In the months following that first lecture Reich’s two-hour Friday classes became the perfect way to end my week and leave knowing that the concepts discussed in that lecture hall were happening just outside of Wheeler and all around the United States. As soon as I stepped outside I could see the world a little bit clearer. Then Monday discussion sections came and seniors who had spent their past four years at Berkeley studying public policy would share their insights with a confidence and clarity I couldn’t quite muster. This class in which students wait years to take was my way of just scratching the surface so I would often sit back and listen, observe, and slowly make my own opinions.

Week 8 took on a bit of a different look when I sat there from my childhood bedroom and watched Robert Reich on a screen in an empty Wheeler Hall that would normally be filled with 700 hundred students ready with their iClickers to participate in the lecture. At first, with COVID-19 shifting all learning to Zoom learning, it was difficult to anticipate how successful this could be without the nods of understanding or blank stares of apathetic students. However, for a class that tackles the social and economic inequalities of America, a global pandemic began to reveal the undeniable and frightening truth to all of Robert Reich’s lectures. The more things changed in the world, the more Robert Reich and his graduate student instructors (GSIs) would change slides and topics to reflect it. Soon, Robert Reich’s lectures were on my grandparent’s calendar as they sat in their own home and hopped on a Zoom to learn with me. While statistics were released that showed the coronavirus’ disproportionate effect on minority Americans, I would simultaneously be learning about the inequalities of the American healthcare system. As Professor Reich would consistently reiterate, it is impossible to analyze income inequality without tying it into wealth inequality and entwined in it all, racial inequality. These very ideas stuck with me as the Black Lives Matter movement took center stage in our nation following the brutal murder of George Floyd by a Minneapolis police officer. 

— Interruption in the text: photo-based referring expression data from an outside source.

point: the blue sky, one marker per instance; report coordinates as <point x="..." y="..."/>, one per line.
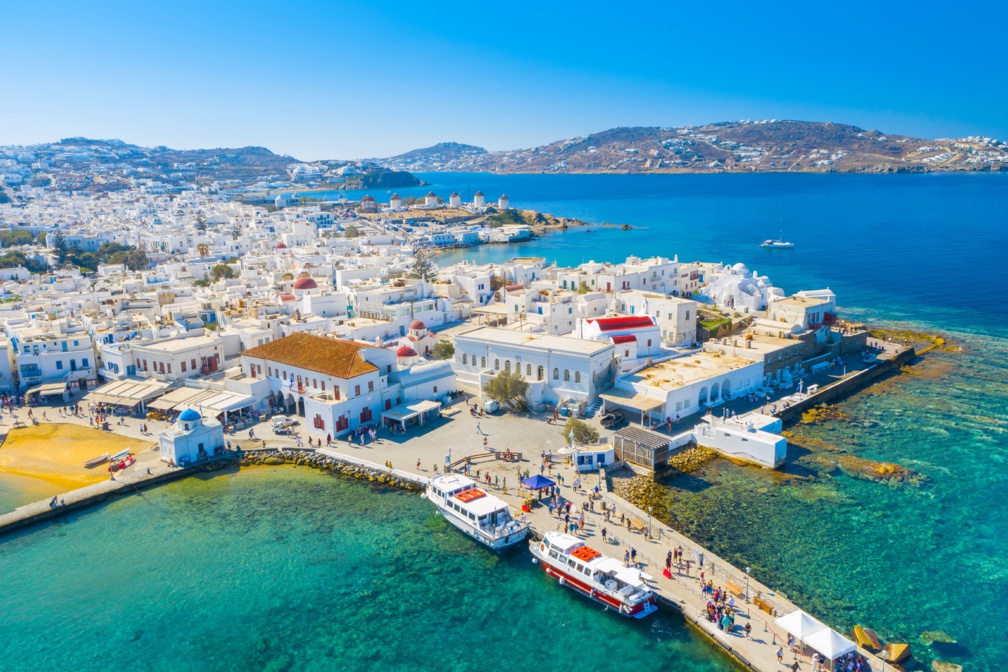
<point x="348" y="80"/>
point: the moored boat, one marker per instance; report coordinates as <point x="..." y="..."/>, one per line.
<point x="586" y="570"/>
<point x="95" y="461"/>
<point x="474" y="511"/>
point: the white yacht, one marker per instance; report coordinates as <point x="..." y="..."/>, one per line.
<point x="474" y="511"/>
<point x="586" y="570"/>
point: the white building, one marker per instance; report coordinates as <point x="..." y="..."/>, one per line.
<point x="191" y="439"/>
<point x="556" y="368"/>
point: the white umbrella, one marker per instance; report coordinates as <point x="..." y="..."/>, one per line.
<point x="830" y="643"/>
<point x="799" y="624"/>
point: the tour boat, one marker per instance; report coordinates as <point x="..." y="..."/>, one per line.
<point x="604" y="579"/>
<point x="779" y="244"/>
<point x="474" y="511"/>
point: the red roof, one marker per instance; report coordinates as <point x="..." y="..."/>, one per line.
<point x="624" y="322"/>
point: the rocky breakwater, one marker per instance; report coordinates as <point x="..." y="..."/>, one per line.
<point x="300" y="457"/>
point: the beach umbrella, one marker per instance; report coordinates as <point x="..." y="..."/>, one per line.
<point x="830" y="643"/>
<point x="799" y="624"/>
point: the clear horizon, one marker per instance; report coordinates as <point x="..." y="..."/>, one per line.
<point x="353" y="81"/>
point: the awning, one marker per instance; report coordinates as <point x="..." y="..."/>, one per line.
<point x="127" y="392"/>
<point x="404" y="412"/>
<point x="830" y="643"/>
<point x="799" y="624"/>
<point x="537" y="482"/>
<point x="48" y="389"/>
<point x="632" y="400"/>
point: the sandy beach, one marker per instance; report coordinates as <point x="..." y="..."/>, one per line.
<point x="55" y="452"/>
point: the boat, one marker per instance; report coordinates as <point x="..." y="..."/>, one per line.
<point x="597" y="576"/>
<point x="95" y="461"/>
<point x="867" y="639"/>
<point x="474" y="511"/>
<point x="779" y="244"/>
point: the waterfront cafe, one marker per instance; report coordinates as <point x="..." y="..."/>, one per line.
<point x="231" y="409"/>
<point x="127" y="395"/>
<point x="411" y="414"/>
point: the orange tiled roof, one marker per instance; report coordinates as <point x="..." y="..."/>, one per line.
<point x="340" y="359"/>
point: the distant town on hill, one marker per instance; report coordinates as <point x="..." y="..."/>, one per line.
<point x="742" y="146"/>
<point x="87" y="165"/>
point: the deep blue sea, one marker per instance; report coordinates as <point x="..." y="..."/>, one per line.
<point x="288" y="569"/>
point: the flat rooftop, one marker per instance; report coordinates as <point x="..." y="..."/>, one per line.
<point x="683" y="371"/>
<point x="494" y="336"/>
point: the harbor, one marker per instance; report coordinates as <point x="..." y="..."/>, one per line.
<point x="392" y="460"/>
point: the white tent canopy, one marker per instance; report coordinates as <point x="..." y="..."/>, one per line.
<point x="800" y="625"/>
<point x="830" y="643"/>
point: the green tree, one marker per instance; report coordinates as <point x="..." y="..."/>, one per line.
<point x="584" y="433"/>
<point x="444" y="350"/>
<point x="222" y="271"/>
<point x="508" y="389"/>
<point x="422" y="267"/>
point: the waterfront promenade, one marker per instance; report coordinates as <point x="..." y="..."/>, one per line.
<point x="462" y="434"/>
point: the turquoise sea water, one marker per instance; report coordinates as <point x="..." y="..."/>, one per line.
<point x="269" y="569"/>
<point x="287" y="568"/>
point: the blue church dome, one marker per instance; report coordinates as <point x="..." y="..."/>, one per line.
<point x="190" y="415"/>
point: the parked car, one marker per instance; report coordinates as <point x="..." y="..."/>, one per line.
<point x="612" y="419"/>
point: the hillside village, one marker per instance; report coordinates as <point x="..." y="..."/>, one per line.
<point x="339" y="314"/>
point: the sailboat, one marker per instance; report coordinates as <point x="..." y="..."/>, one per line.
<point x="780" y="243"/>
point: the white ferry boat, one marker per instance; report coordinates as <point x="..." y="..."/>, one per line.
<point x="604" y="579"/>
<point x="477" y="513"/>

After sitting on the sidelines of discussions for months and taking everything in, I believe that this class enabled me to slowly find my own voice. I am certainly not the most politically active person in any room, but I now feel enabled to speak my mind based on what I’ve learned, researched, and been challenged with in this class. Looking back, I’m grateful I decided to take this class when I did, not despite but because of, the national crisis that allowed me to appreciate the lectures that much more. I certainly still enjoy my biology lectures and I’m excited for my career in the sciences going forward, but this class and those like it that force us to confront our own ignorances is what has allowed me to grow in such a short time.